Reviews in medieval studies (and probably in other fields within English as well) are big opportunities for people to drop H-bombs on their rivals, promote their own work and play that annoying kind of "gotcha" that medievalists are so good at. But reviews are also essential, because there is so much scholarship out there and so little time to read it all (though I have to admit that I personally am not very much guided by reviews; I read the Bibliography for Old English when it comes out in the OEN, immediately ILL everything that sounds interesting, and spend the next few months working through the pile of articles and books).

Most of the larger problems of reviews simply will only be solved if people are nicer to each other, which is unlikely to happen on a large scale, but there is something that might be worth emphasizing through informal networks: it does not invalidate an entire large work of scholarship when an author (plus anonymous reviewers, editor and copy-editor) misses a typo. It's one thing to point out substantive errors (such as the typo of Richfield for Lichfield in my book that my reviewer caught) that could confuse someone. It's another to do what I did in a review where I pointed out that the author had mis-spelled the title of his own article in the bibliography. That was a petty "gotcha" moment and I now really wish I could take it back.

Yes, of course, everything is supposed to be accurate and flawless, etc. But it is very unfair (and I see this all the time in medieval reviews) to focus on tiny little jots and tittles while ignoring the big picture of whether or not the work itself is of decent quality. I certainly am a niggler. For some reason, I notice little things that no one else appears to care about, and when they are wrong they bother me, and they possibly reduce my confidence in the author or editor. But my personal quirks shouldn't be elevated to "high standards" of, say, lack of typos when they miss the point of the main argument and only tell the reader that the ankle-biting reviewer had a sharper eye for some detail.

I think a short paragraph at the end of the review that says "minor errata" or just "errata" and then lists corrections and page numbers is very useful. I tried to do this for my review of The Culture of Translation in Anglo-Saxon England by Robert Stanton (but I really only found one switch of Alfred for Ælfric in the entire book). I'd like to see people move away from the "gotcha" and stick to the substantive criticism that should be included in a good review.

This seems to be the case for the on-line Medieval Review, by the way, which suggests that having practically unlimited space in which to write actually reduces the number of petty comments: perhaps there's a connection, though it seems paradoxical.

Monday, March 08, 2004

The crapulence of academics
will continue to amaze me no matter how long I am part of this profession. If professors wonder "why do they hate us?" (and many do), they need only look at how they treat their colleagues, students, and anyone who disagrees with them.

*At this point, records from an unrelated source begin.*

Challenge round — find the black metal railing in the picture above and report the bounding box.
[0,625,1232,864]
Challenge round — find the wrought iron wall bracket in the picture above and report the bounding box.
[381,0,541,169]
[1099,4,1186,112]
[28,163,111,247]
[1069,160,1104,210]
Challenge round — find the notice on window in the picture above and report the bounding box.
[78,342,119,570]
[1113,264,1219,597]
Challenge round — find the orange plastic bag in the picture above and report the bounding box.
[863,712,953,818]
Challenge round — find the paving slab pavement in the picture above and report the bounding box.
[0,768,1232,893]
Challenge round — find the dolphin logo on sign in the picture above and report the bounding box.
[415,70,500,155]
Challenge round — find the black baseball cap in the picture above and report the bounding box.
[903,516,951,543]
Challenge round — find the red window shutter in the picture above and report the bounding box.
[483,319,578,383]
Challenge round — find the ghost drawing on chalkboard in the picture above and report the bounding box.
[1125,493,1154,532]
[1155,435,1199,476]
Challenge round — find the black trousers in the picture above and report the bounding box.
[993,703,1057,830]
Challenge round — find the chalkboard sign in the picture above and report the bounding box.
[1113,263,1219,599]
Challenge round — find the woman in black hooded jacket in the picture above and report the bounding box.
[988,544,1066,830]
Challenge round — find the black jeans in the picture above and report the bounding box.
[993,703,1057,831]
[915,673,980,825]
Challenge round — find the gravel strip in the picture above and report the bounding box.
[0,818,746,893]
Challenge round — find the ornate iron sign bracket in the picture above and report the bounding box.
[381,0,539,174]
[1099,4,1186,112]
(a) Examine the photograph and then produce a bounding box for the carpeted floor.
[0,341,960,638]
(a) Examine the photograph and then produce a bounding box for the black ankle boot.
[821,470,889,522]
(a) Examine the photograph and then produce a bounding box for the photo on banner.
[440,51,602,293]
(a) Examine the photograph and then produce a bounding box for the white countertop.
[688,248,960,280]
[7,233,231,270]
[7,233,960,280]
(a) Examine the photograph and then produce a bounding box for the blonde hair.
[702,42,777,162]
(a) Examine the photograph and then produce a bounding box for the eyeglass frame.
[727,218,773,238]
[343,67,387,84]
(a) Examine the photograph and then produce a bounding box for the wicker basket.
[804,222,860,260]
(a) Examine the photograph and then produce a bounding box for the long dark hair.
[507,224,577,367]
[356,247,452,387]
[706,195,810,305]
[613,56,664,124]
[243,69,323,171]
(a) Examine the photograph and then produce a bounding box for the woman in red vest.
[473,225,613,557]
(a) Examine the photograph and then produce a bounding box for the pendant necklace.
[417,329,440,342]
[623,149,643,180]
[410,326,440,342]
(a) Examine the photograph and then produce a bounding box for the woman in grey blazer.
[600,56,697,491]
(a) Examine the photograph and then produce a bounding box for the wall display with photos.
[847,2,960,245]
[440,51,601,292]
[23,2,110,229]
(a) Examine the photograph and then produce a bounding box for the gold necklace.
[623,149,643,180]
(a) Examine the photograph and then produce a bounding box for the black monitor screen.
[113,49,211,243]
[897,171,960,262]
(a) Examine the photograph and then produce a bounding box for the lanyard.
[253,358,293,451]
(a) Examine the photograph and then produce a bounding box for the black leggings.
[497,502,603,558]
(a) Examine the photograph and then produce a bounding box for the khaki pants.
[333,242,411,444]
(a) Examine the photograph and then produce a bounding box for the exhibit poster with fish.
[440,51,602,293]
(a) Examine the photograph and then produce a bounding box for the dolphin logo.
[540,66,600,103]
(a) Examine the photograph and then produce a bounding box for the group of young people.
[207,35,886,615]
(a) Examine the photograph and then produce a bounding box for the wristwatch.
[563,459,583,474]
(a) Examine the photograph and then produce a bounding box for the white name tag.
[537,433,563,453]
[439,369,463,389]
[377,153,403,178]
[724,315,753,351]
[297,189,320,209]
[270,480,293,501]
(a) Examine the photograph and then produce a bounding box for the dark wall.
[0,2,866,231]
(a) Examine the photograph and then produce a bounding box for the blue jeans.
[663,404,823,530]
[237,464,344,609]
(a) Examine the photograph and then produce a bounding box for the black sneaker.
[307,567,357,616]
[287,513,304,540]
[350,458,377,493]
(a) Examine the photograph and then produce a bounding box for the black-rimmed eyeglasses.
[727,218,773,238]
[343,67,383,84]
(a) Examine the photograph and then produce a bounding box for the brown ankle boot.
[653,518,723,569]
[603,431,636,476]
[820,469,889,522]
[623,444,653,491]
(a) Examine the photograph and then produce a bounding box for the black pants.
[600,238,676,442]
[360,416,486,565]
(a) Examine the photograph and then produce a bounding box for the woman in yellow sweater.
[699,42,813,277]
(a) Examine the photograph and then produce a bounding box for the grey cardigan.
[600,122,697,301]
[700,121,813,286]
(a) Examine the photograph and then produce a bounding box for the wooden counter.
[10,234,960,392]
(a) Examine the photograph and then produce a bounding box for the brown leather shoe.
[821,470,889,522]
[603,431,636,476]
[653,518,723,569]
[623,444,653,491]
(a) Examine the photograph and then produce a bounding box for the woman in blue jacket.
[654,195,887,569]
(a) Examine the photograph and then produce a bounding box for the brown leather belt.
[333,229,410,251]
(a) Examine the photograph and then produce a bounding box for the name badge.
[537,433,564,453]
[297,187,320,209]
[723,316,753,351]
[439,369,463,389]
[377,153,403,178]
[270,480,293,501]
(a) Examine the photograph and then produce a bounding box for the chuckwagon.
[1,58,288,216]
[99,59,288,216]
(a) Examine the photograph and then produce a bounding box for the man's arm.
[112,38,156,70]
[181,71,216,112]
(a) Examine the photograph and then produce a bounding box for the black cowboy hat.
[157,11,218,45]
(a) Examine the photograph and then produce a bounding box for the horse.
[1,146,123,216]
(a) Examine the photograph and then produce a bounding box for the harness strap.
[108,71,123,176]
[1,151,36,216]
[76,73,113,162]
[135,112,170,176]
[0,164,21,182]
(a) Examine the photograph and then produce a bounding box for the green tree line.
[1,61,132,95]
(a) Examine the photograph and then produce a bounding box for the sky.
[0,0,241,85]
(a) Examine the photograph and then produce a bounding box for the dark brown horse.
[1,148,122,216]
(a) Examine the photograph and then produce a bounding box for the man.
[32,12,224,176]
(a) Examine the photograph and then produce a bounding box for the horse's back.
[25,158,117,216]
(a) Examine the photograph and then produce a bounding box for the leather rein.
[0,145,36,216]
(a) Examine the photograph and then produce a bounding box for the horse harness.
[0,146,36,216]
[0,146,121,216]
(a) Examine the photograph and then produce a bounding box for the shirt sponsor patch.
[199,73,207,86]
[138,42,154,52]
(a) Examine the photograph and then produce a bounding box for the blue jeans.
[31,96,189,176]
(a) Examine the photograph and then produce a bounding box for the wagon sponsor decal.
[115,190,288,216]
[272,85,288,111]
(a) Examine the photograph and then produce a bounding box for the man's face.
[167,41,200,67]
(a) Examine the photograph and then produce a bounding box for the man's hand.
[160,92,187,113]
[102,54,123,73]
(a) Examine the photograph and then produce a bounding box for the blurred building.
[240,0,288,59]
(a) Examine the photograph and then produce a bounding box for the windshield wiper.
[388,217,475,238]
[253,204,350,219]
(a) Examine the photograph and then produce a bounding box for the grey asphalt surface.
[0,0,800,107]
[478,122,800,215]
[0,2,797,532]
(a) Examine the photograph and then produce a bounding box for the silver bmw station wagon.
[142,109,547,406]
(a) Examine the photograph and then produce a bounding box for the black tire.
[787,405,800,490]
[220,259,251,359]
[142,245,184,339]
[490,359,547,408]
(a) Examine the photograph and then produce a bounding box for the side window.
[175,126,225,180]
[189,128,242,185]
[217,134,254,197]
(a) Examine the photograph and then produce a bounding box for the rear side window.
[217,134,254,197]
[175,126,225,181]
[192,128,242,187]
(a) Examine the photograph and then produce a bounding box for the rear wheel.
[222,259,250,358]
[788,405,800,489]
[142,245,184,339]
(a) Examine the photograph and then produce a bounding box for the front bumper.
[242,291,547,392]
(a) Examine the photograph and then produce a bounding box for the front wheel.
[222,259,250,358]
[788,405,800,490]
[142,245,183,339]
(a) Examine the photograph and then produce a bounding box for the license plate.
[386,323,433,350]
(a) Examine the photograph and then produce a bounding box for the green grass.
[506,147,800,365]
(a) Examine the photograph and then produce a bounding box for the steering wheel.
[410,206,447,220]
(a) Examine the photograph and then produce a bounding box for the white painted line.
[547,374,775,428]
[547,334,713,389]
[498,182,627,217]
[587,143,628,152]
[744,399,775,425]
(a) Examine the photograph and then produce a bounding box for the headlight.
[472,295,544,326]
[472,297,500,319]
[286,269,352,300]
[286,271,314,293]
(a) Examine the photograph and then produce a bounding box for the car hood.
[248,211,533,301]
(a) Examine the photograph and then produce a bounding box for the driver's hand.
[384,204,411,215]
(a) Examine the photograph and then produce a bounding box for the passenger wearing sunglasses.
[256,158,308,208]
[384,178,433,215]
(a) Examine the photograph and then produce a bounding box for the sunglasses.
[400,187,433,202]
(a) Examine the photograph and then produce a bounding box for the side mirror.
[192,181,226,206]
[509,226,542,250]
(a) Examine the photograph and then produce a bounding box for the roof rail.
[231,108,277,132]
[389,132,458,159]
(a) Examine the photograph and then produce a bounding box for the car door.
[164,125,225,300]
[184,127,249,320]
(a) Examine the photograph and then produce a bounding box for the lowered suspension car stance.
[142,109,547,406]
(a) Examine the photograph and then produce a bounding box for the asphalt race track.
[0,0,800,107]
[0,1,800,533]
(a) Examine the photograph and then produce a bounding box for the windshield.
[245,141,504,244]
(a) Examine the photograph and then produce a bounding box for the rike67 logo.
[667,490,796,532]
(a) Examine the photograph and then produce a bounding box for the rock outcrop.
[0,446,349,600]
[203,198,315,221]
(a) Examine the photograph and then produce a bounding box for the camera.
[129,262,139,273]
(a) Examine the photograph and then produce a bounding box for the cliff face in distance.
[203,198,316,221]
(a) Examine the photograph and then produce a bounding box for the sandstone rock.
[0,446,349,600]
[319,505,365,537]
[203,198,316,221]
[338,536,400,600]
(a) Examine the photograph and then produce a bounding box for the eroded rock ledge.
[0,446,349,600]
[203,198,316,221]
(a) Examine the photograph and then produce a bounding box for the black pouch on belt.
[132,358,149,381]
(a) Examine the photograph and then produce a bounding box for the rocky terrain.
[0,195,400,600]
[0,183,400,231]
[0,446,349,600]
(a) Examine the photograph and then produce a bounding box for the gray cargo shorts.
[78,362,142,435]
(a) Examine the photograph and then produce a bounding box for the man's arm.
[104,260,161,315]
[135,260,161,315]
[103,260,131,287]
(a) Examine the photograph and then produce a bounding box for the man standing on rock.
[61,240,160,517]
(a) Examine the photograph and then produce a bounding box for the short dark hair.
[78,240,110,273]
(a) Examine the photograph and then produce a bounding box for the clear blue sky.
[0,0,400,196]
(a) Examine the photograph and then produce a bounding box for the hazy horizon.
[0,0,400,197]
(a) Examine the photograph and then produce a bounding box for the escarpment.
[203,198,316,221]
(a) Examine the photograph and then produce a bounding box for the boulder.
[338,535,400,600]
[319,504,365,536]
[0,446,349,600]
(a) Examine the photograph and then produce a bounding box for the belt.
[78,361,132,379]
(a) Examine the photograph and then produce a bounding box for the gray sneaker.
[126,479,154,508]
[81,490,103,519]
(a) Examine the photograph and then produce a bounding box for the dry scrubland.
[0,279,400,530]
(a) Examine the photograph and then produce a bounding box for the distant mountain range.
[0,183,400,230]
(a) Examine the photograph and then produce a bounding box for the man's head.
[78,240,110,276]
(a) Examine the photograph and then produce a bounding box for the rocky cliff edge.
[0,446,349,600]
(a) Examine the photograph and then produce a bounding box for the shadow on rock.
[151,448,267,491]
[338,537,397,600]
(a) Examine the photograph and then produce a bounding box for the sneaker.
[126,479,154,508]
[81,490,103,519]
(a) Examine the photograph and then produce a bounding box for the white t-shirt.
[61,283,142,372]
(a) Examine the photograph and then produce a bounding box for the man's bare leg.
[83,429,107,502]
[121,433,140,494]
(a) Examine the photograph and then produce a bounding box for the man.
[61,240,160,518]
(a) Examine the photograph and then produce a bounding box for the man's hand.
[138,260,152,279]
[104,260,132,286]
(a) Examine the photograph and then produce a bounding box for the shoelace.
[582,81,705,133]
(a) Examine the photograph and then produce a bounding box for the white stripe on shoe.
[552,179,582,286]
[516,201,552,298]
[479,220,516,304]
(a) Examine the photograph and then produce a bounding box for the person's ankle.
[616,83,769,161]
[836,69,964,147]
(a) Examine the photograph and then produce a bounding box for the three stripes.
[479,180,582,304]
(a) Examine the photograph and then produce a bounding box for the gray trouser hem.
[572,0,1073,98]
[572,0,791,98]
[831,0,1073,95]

Just in the past few days I've seen such examples of the complete lack of even rudimentary courtesy and respect that I am once again embarrassed to be part of the profession.

Game theory says that these sorts of things should be responsed to, in "tit for tat" mode, but doesn't that (probably necessary policing), just end up dragging down the discourse still further? When does turning the other cheek, or counselling someone to do so (this is what I'm really worried about; I can take care of myself, but I don't want to give bad advice), just enable the jerks?